As for someone challenging me about this in the past and me not correcting it according to their challenge, I don’t recall it and I have no idea what such a person might have said exactly. I can tell you, though, that there has only been one “edition” of Bible Version Hall of Shame, and any modifications I have made through the years remain unpublished so far. So the idea that I have simply refused to correct an error is wrong. I am all about truth, my friend. God knows my heart.
David Cloud
Way of Life Literature
dcloud@wayoflife.org
www.wayoflife.org
I do hope this is not verbatim. Cloud's target should not be Hort, but Westcott, who was, BTW, 22 at the time. (Life and Letters of Brooke Foss Westcott ... Vol. 1, page 81, London, 1903.) I would have a difficult time believing Hort said any such thing, given that Westcott was more prone to pietism than Hort.
As to its importance, you can read the whole passage and remember that — Surprise! — Wescott was Anglican (but certainly not Anglo-Catholic or an apostate like Henry Newman).
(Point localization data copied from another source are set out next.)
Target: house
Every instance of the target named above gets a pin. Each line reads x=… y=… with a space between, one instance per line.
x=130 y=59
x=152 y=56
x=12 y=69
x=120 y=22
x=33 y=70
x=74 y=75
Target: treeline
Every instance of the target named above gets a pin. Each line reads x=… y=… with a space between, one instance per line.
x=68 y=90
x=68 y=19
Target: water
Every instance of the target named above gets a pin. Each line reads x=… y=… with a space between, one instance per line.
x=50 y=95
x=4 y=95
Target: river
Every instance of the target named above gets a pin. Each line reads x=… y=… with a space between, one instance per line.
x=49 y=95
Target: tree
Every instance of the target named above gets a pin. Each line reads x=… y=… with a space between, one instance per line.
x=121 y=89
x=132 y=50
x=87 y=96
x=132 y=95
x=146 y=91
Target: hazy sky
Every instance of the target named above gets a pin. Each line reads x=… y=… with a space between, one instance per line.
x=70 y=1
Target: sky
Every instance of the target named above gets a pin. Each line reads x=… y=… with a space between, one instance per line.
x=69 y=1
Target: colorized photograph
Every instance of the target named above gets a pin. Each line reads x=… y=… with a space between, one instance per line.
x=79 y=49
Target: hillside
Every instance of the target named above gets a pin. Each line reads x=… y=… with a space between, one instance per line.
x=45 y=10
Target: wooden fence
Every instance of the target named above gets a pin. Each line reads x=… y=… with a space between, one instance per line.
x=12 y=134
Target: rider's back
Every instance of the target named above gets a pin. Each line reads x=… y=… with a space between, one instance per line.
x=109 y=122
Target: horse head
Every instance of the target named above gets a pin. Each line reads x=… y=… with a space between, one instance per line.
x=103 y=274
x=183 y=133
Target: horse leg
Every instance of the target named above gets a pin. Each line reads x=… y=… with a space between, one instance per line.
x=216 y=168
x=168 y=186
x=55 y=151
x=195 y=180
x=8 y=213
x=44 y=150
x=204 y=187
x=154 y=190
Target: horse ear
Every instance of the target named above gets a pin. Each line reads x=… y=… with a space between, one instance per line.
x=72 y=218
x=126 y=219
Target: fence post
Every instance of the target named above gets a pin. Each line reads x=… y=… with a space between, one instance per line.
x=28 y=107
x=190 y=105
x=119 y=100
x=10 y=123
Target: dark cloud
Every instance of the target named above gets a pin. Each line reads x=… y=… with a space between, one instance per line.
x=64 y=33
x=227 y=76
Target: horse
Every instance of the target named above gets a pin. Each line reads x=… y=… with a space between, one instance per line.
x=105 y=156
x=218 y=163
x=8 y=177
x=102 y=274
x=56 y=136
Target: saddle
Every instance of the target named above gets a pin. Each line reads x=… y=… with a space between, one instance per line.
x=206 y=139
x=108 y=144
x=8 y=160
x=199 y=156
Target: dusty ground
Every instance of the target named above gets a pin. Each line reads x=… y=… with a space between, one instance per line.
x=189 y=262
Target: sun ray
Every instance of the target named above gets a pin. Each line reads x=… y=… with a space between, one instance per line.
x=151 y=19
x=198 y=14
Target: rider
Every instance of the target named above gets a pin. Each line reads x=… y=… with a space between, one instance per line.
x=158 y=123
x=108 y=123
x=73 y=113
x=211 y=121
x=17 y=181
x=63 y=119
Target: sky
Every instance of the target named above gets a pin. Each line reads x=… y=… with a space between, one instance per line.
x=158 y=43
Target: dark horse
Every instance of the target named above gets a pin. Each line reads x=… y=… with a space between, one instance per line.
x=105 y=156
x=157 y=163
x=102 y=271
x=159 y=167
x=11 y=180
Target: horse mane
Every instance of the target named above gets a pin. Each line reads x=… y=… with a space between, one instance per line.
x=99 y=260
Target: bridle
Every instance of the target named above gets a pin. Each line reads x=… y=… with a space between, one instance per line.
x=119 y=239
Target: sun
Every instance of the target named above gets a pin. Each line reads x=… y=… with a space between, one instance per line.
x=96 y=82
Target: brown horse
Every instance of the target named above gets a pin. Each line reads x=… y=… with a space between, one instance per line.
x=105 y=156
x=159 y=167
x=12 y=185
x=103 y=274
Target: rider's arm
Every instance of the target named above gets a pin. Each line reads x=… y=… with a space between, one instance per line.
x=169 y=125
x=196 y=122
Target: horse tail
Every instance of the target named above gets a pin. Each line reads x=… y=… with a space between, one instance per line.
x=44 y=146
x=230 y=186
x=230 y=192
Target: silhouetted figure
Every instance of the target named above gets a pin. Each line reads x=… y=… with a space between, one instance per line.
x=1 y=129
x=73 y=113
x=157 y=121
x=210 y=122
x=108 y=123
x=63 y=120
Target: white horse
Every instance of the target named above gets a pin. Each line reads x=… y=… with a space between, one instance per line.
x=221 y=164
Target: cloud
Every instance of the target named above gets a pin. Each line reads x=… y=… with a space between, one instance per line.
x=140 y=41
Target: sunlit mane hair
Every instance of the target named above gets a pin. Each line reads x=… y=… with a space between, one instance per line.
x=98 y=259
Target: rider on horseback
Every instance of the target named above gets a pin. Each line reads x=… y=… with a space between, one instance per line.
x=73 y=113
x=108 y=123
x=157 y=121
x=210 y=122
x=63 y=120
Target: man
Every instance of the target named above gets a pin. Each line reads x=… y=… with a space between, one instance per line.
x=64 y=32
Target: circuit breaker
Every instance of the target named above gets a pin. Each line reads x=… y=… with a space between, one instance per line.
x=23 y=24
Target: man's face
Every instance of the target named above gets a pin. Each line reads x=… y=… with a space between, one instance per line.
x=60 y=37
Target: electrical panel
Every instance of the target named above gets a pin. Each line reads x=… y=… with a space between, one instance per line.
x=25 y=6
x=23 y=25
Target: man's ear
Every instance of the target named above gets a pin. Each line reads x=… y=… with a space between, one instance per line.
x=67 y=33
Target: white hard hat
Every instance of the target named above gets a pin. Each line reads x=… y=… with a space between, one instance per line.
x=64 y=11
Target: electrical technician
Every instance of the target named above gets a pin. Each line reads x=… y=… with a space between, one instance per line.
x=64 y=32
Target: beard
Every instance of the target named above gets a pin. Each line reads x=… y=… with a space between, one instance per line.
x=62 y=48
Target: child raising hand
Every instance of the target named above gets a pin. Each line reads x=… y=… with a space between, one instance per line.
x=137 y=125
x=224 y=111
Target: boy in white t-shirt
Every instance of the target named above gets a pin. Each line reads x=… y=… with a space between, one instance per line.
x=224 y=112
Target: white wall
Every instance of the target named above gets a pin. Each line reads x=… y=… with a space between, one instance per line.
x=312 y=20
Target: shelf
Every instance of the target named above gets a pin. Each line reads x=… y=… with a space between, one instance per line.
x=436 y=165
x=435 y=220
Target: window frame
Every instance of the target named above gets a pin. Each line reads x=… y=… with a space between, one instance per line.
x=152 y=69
Later on in the passage he remarks that he found a crucifix and "I wish it had been a cross. I wish earnestly we have not suffered superstition to have brought that infamy on the emblem of our religion which persecution never could affix to it. But I am afraid the wish is in vain."
But the real question is what does this snippet have to do with Westcott's Greek New Testament? Not a blessed thing. That Cloud would feel free to repeat (and inflate) such things damages his credibility and puts him closer to the KJVO crazies than he professes to be.